I've previously mentioned the TEMPO/BAIB combo for oxidising alcohols to carboxylic acid. A very smooth and mild oxidation. Back when we discussed this particular reaction we had a brief discussion about stopping this reaction at the aldehyde stage. This is indeed what this particular reaction type was developed for originally and so when I recently had to oxidise a primary alcohol to an aldehyde I thought I'd give it a go. By chance Delfourne et al. (DOI: 10.1021/jm0308702) had previously made the same compound using a TEMPO oxidation. Too easy! According to the procedure the product was obtained in quantitative yield and purification wasn't required! This particular procedure involves a crazy cocktail of reagents. This is what I did:Fortunately, all the ingredients are reasonably affordable. Mixing it all up and adding the alcohol gives a biphasic reaction mixture that looks a bit like Schweppes Orange:
However, unlike Delfourne et al. my final product wasn't clean after a simple work up. Succinimide was simply precipitating everywhere and hence some silica was required. In the end a filtration through a silica plug proved sufficient to give clean product on a reasonably large scale (18 grams) in excellent yield (97%). So despite the fact that a simple work up wasn't sufficient to clean the product up this is an easy to do reaction that I would recommend to anyone who's tired of stinky old Swern. D!

Monday, April 16, 2007

Fun with singlet oxygen

So finally I'm back fresh and invigorated after numerous bottles of awesome South Australian Wine. I'd like to recommend Primo Estate/Joseph, Kay Brothers, Pertaringa and Leconfield/Richard Hamilton in McLaren Vale and Langmeil, Rockford and Richmond Grove in Barossa Valley. Anyway, first day back at work I did a photolysis as we often do were I work. In other words a diene is irradiated in the presence of oxygen and a triplet sensitiser (in this case Rose Bengal). I love this reaction because it's absolutely beautiful. Check it out man:
Now the above reaction is obviously totally irresponsible and was only on for less than a minute so that I could take the picture.
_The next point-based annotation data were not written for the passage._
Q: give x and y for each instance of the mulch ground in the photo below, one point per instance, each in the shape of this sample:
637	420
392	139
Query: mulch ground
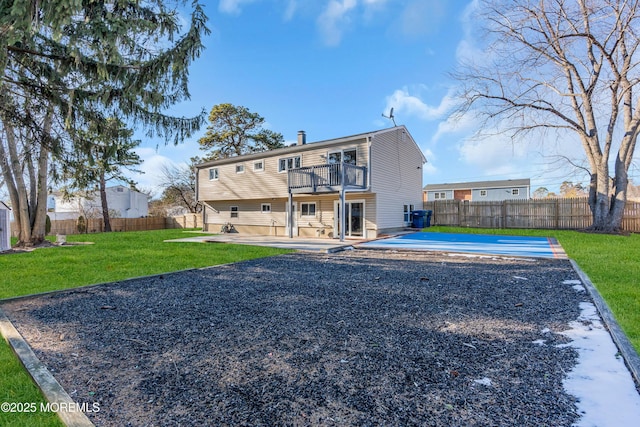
355	338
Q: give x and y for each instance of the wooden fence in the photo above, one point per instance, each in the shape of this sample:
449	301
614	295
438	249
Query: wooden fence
568	214
96	225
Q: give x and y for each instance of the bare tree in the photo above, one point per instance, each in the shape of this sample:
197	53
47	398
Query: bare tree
179	185
569	66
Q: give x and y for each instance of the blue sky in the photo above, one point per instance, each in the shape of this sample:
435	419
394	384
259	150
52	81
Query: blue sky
333	67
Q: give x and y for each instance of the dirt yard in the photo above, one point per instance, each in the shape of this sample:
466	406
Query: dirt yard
355	338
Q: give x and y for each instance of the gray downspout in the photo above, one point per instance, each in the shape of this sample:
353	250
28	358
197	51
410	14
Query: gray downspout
343	209
290	214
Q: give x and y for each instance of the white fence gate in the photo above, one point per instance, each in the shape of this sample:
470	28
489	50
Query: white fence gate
5	230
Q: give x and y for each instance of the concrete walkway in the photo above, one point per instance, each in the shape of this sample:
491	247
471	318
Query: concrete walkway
296	243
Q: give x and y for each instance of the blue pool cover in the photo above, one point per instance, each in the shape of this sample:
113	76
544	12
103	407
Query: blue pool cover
485	244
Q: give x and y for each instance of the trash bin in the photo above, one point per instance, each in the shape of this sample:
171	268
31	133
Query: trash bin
417	219
427	222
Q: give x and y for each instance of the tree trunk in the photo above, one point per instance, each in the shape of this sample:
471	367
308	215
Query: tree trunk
28	199
103	202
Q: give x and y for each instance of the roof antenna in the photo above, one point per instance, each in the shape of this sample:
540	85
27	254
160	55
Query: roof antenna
390	116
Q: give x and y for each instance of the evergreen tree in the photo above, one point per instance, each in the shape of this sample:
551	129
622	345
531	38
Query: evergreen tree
69	64
234	130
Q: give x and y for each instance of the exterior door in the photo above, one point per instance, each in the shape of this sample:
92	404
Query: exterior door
354	216
295	218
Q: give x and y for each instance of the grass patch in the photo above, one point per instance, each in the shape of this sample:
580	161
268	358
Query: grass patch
110	257
610	261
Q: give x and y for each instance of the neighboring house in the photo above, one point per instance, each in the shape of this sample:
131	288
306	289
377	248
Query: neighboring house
356	187
5	227
123	202
481	191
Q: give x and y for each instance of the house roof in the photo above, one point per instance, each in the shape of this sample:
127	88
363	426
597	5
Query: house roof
507	183
292	149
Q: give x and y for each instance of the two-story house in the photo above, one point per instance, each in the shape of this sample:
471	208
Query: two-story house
357	186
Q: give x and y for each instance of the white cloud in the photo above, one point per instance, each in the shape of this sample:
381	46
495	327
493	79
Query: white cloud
335	18
153	161
495	155
232	7
290	10
404	102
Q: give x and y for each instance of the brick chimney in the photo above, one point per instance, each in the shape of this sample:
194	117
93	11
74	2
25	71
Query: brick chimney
302	137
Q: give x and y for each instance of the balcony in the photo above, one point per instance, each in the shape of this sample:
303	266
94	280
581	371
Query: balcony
327	178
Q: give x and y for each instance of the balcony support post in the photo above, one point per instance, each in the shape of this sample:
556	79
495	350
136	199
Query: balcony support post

We are dealing with a fancy piece of glassware that has oxygen bubbling through it whilst two flood lamps are hammering photons away generating singlet oxygen and in the process heating the fume hood up big time. Hence, aluminium foil on the bottom of the hood is required to literally avoid a melt down and I'll be hooking a pump up that sends ice water through the cooling jacket. Moreover, I'm synthesising an endoperoxide - AAaARRRrGGGHhHh PEROXIDE - yeah I know but they are really quite stable. In fact our friends at the defence force haven't been able to blow them up so we aren't too worried. However, to avoid any nasty surprises we try not to make more than 5-10 grams of endoperoxides at any time. So as I said totally irresponsible hence I proceed to wrap this beautiful reaction up in two blasts shields covered in aluminum foil, pull the sash down and hook a cooling box/pump up to the glass ware and the final set up looks like this:
Well at least I know it's beautiful behind all that plastic and aluminium foil. This particular day I was doing the following photolysis:

Reactions of this type generally work quite well giving yields in the 40-70% range and since dienes are easily accessible using classic Wittig chemistry we consider making endoperoxides quite trivial. So why was I making this particular endoperoxide? Well if I told you I would have to kill you. There should be a paper coming out later this year featuring amongst others this particular endoperoxide turning into a supa cool cyclopropane in one (yes one) synthetic step so keep your eyes open for that paper. Some of you are probably wondering what Rose Bengal is. Behold the halogenated beast:We tend to use the bis-triethyl ammonium salt (as shown) because it is nicely soluble in organic solvents such as dichloromethane. D!